"Mamma takes great pains with us," observed Mary; "but I should not like to die. How is it?" she added, turning to Mrs. Halliburton. "Jane is not much older than I, and yet she does not dread it!"

"My dear," was the reply, "I think it is simply this. Those whom God is intending to take from the world, He often, in His mercy and wisdom, weans from the love of it. You are healthy and strong, and the world is pleasant to you. Jane has been so long weak and ill that she no longer finds enjoyment in it; and this naturally causes her to look beyond this world to the rest and peace of the next. All things are well ordered."

Mary Ashley began to think they must be. Chattering Anna, vain Anna, sat gazing at Mary's pretty hat, her drooping curls; none, except Anna herself, knew with what envious longing. Anna, at any rate, was not tired of the world.

The end grew nearer and nearer. There came a day when Jane did not get up; there came a second, and a third. On the fourth morning, Janey, who had passed a comfortable night, compared with some nights which had preceded it, was sitting up in bed when her brothers came in from school. They hurried over their breakfast and ran up to her, carrying the remains of it in their hands.

The first few minutes after breakfast had always been devoted by Jane to reading to her children; in spite of her necessity for close working they were so devoted still. "I will read here this morning," she observed, as the boys stood around the bed.

"Mamma," interrupted Janey, "read about the holy city, in the Book of Revelation."

Mrs. Halliburton turned to the twenty-first chapter, and had read to the twenty-third verse—"And the city had no need of the sun, neither of the moon, to shine in it: for the glory of God did lighten it, and the Lamb is the light thereof"—when Jane suddenly started forward in bed, her eyes fixed on some opposite point. Mrs. Halliburton paused, and endeavoured to put her gently back again.

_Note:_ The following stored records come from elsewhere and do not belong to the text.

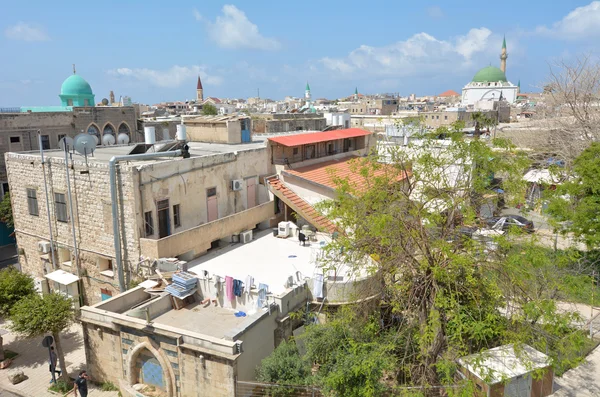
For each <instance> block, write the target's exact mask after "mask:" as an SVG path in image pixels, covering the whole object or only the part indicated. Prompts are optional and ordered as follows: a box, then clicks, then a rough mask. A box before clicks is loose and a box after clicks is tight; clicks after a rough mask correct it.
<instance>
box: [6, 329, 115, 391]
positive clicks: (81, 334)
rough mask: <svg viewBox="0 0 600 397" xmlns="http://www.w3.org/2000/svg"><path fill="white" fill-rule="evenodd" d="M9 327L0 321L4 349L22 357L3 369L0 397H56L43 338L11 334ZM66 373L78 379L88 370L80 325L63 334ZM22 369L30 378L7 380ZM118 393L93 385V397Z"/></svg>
mask: <svg viewBox="0 0 600 397" xmlns="http://www.w3.org/2000/svg"><path fill="white" fill-rule="evenodd" d="M6 331H8V327H7V324H6V323H4V322H0V333H2V334H3V335H2V338H3V340H4V349H6V350H11V351H13V352H16V353H18V354H19V356H18V357H16V358H15V359H14V361H13V362H12V364H11V365H10V367H8V368H7V369H4V370H0V397H12V396H13V395H18V396H23V397H56V396H57V395H56V394H53V393H51V392H49V391H48V386H50V379H51V375H50V372H48V349H46V348H44V347H42V344H41V342H42V338H41V337H38V338H33V339H27V338H23V337H19V336H17V335H15V334H13V333H12V332H10V331H8V332H7V333H5V332H6ZM61 341H62V346H63V350H64V353H65V362H66V364H67V370H68V372H69V375H70V376H71V377H72V378H75V377H76V376H77V374H78V373H79V371H80V370H82V369H84V368H85V353H84V348H83V333H82V331H81V326H80V325H79V324H74V325H72V326H71V328H70V329H69V330H67V331H65V332H63V334H62V335H61ZM11 369H20V370H22V371H23V372H24V374H25V375H26V376H28V377H29V379H27V380H25V381H23V382H21V383H19V384H17V385H13V384H11V383H10V382H9V381H8V372H9V371H10V370H11ZM117 394H118V393H117V392H103V391H101V390H99V389H98V388H97V387H95V386H93V385H90V392H89V394H88V396H90V397H117Z"/></svg>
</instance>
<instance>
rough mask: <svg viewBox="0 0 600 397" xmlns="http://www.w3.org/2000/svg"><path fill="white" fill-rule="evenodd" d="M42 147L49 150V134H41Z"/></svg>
mask: <svg viewBox="0 0 600 397" xmlns="http://www.w3.org/2000/svg"><path fill="white" fill-rule="evenodd" d="M42 149H44V150H50V136H49V135H42Z"/></svg>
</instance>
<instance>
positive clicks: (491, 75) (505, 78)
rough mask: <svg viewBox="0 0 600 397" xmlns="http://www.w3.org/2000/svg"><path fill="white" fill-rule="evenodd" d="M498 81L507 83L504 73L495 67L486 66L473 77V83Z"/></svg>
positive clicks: (494, 66) (489, 82)
mask: <svg viewBox="0 0 600 397" xmlns="http://www.w3.org/2000/svg"><path fill="white" fill-rule="evenodd" d="M498 81H502V82H507V81H508V80H506V75H505V74H504V72H503V71H502V70H500V69H499V68H497V67H495V66H486V67H485V68H483V69H481V70H480V71H479V72H477V73H476V74H475V76H474V77H473V83H496V82H498Z"/></svg>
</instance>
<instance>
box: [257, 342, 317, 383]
mask: <svg viewBox="0 0 600 397" xmlns="http://www.w3.org/2000/svg"><path fill="white" fill-rule="evenodd" d="M310 376H311V373H310V365H309V364H308V362H307V361H305V360H303V359H301V358H300V355H299V354H298V349H297V347H296V343H295V342H294V341H293V340H290V341H283V342H281V343H280V344H279V346H277V348H276V349H275V350H274V351H273V353H271V355H269V356H268V357H267V358H265V359H264V360H262V362H261V364H260V367H259V368H258V369H257V373H256V379H257V380H258V381H261V382H268V383H279V384H284V385H305V384H308V383H309V378H310Z"/></svg>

"Oh, mamma, don't keep me!" she said in a strangely thrilling tone; "don't keep me! I see the light! I see papa!"

There was a strange light, not as of earth, in her own face, an ineffable smile on her lip, that told more of heaven. Her arms dropped; and she sank back on the pillow. Jane Halliburton had gone to her Heavenly Father; it may be also to her earthly one. Gar screamed.

Dobbs arrived in the midst of the commotion. And when Dobbs saw what had happened, she fell into a storm of anger, of passionate sobs, half ready to knock down Mrs. Halliburton with words, and the poor boys with blows. Why was she not called to see the last of her? The only young thing she had cared for in all the world, and yet she could not be allowed to wish her farewell! She'd never love another again as long as her days lasted! In vain they strove to explain to her that it was sudden, unexpected, momentary: Dobbs would not listen.